Recognizable locations a worry

Bugbee and officials with the jaguar study disagree over whether the video endangered the jaguar, which hasn’t been captured on camera since October 2015, but was seen an average of once every 7.9 days in the 34 months before that.

Culver and Malusa say that when they saw the video, they immediately recognized the places shown. Even though some of the footage was at night, some landmarks can be seen, Malusa says.

Withholding specific locations of endangered species has been standard practice “as long as I’ve been in the business,” says Steve Spangle, the wildlife service’s Arizona field supervisor.

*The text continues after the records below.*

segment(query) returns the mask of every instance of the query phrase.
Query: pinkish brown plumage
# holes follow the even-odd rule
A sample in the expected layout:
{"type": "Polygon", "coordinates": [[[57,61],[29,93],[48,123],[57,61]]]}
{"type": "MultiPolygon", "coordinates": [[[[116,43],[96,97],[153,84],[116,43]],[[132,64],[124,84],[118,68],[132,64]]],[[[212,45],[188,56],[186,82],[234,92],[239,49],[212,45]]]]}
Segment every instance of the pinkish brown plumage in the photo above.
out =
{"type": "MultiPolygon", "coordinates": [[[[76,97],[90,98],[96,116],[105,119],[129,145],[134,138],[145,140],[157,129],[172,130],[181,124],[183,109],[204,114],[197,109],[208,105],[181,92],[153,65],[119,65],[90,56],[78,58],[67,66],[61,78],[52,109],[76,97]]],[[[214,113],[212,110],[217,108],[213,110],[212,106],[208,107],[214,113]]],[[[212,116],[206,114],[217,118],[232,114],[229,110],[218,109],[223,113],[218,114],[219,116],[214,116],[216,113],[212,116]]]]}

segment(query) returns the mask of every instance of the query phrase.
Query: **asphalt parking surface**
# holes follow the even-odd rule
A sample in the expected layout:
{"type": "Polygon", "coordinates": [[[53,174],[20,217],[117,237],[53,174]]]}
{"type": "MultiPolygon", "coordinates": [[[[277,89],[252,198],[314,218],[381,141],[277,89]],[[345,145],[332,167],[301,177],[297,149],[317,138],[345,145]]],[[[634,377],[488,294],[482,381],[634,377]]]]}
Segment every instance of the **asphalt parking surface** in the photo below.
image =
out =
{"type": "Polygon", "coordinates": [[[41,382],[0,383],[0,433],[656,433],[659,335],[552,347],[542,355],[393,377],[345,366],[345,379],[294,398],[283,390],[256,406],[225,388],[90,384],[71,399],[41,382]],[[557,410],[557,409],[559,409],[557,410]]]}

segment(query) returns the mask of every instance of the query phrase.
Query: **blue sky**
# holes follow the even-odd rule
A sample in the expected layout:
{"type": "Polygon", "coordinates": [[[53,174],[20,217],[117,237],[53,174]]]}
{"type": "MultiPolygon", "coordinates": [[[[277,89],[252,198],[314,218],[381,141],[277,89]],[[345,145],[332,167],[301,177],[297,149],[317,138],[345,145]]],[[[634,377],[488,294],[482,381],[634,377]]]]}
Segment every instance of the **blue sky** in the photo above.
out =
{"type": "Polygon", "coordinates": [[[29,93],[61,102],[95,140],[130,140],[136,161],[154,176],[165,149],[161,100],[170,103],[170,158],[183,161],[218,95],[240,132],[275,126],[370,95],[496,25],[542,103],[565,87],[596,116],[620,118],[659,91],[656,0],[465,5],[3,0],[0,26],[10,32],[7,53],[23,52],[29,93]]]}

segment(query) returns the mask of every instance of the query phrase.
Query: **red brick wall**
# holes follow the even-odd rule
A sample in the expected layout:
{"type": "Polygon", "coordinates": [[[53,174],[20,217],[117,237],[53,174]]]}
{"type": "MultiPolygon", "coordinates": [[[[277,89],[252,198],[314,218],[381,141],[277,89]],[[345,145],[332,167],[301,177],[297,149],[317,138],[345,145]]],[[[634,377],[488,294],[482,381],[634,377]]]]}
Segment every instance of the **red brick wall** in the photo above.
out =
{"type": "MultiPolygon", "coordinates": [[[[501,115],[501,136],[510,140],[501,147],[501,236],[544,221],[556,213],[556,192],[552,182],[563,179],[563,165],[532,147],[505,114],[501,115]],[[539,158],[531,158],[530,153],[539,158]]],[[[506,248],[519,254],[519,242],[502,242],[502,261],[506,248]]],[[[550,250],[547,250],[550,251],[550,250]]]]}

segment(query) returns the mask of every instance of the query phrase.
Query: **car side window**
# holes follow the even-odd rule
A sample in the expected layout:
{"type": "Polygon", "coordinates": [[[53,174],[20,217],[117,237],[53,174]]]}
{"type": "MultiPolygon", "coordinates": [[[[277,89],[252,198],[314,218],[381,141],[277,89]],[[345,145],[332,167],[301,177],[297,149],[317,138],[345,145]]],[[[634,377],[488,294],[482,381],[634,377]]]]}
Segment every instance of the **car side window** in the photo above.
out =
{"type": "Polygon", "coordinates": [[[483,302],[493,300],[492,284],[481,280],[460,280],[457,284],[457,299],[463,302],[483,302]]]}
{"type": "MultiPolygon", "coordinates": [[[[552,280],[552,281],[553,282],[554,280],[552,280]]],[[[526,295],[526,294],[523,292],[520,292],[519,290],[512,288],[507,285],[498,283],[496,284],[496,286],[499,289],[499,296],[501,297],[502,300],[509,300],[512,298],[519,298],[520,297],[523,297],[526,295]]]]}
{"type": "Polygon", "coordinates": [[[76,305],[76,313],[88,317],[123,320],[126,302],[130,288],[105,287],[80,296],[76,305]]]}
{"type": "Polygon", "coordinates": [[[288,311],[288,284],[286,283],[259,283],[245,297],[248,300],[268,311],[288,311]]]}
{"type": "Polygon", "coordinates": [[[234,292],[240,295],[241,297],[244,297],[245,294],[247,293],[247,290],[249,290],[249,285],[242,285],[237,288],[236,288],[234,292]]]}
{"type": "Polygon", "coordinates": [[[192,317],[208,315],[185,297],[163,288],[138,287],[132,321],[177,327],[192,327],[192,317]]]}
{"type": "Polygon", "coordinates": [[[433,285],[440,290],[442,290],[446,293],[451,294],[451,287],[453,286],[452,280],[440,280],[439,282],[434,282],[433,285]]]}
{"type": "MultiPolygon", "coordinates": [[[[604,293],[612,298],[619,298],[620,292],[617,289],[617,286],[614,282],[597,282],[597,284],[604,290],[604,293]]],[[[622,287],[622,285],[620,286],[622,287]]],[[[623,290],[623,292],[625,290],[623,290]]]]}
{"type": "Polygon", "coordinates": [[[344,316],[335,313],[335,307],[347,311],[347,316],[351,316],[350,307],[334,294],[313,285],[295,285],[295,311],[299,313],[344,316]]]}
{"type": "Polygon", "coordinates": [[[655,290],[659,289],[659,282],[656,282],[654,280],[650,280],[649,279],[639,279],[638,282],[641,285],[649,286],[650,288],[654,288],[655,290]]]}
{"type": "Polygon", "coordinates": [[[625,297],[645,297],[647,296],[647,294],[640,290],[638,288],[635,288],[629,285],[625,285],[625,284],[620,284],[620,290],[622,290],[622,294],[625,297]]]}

Bugbee, however, says the three video clips, each 10 to 20 seconds long, reveal nothing about the locations. A number of people have told him they know where the clips were shot — and they’re all wrong, he says.

Spangle doubts that.

“Anyone who knows the Santa Ritas knows where that site is by the water,” where the jaguar was walking, he says. “The folks I’m aware of know exactly where that was shot.”

Bugbee says he wouldn’t have knowingly put the jaguar at risk because he felt a bond with El Jefe after monitoring him three years.

“Nobody cared as deeply for El Jefe as I did,” he says.